Noted as a biking mecca by VDOT since 2002, Williamsburg boasts an estimated 3.9 percent of workers and students– the state's highest average– who arrive daily on two wheels. The city hosted the Cap2Cap ride May 5 and, in June, Bike Virginia will put 2,000 cyclists in the colonial capital's restaurants and hotels.

Why? 

Because since President George H.W. Bush and his Democratic Congress agreed to promote truly multi-modal transportation, three leading Williamsburg-area planners have been seeking federal funds to build bike lanes and trails at every opportunity.

Some local lanes
Charlottesville has bike lanes on several key routes including West Main/University/Ivy, Rugby Road, Preston Avenue, and JPA as well as a pair of bike-pedestrian trails in two parks, a 1.5-mile stretch in Pen Park and the well-known two paved miles of the Rivanna Trail in Riverview Park.

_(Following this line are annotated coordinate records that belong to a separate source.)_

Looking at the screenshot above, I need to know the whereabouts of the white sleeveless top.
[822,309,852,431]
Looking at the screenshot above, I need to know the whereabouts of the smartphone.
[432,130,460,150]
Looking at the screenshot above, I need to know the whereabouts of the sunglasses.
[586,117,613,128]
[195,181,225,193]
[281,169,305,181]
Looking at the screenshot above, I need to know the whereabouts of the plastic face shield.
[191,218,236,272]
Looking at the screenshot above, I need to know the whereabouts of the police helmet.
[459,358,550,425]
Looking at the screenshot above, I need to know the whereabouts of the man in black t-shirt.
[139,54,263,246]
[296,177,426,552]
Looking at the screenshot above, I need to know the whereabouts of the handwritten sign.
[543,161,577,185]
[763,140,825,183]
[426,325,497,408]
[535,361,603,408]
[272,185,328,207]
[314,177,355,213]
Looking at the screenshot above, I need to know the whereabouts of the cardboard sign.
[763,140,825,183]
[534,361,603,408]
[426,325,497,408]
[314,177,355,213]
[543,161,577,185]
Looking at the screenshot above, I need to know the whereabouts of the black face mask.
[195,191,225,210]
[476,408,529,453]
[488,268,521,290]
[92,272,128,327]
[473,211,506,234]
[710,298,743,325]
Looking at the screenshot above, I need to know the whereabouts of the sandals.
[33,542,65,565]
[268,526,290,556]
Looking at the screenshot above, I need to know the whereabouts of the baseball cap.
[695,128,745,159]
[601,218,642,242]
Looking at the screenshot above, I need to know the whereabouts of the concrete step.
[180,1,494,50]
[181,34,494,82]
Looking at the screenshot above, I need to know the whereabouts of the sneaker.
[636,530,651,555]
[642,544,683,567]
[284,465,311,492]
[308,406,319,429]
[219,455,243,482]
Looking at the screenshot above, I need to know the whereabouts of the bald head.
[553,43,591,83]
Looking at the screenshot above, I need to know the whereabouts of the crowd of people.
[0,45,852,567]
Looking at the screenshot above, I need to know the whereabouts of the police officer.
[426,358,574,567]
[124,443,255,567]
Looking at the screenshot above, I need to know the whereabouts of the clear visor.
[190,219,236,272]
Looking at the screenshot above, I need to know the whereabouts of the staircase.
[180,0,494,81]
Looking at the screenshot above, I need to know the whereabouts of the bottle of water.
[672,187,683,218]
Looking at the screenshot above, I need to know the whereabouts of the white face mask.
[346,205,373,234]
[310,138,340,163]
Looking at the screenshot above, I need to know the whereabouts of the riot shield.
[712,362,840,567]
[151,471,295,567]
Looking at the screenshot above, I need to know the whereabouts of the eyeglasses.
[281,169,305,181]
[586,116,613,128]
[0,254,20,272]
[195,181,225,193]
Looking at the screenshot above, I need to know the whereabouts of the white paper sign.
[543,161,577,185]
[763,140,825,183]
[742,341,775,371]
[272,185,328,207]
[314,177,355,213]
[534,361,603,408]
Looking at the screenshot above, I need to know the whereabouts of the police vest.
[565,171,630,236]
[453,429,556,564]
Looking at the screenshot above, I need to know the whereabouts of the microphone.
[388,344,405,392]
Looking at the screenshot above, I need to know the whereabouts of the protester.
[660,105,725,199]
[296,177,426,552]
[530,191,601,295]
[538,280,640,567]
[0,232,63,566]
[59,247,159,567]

Today, in spite of a population one-third the size of our Charlottesville-Albemarle, the jurisdictions of Williamsburg, James City County, and York County boast 44 miles of bike lanes built primarily with federal dollars under programs designed to mitigate pollution and congestion. Charlottesville, by contrast, has just 10 miles of bike lanes plus 3.5 miles of pedestrian-bike path inside City parks with another 8.9 miles of bike lanes in Albemarle.

According to Williamsburg planning director Reed Nester, the area has successfully "institutionalized" bike/ped in all thinking. Developers automatically know today that every street must have a bike lane and sidewalk to get Planning and Zoning approval, and contractors consistently figure in the cost of eight feet of bike lane in every re-paving bid.

Nester and the planners at James City and York counties, bicyclists all, began seizing Uncle Sam's opportunity– and money– almost 20 years ago.

Now, as other jurisdictions are recognizing the value of muscle-powered transportation, and the contest over alternative transportation funding is heating up due to the awareness of global warming and peak oil, Williamsburg commuters have muscle-powered alternatives that most of Virginia can only dream of.

"The thing that made things work here is the fact that it is a jointly-developed regional bikeway system between Williamsburg, James City, and York counties," says Nester. "From the standpoint of the cyclists using the system, the jurisdiction is irrelevant. Bicyclists are just happy that we're starting to get some good loops where you can go out and do a ride and have 70 or 80 percent of your time protected because you're on a trail or a bike lane."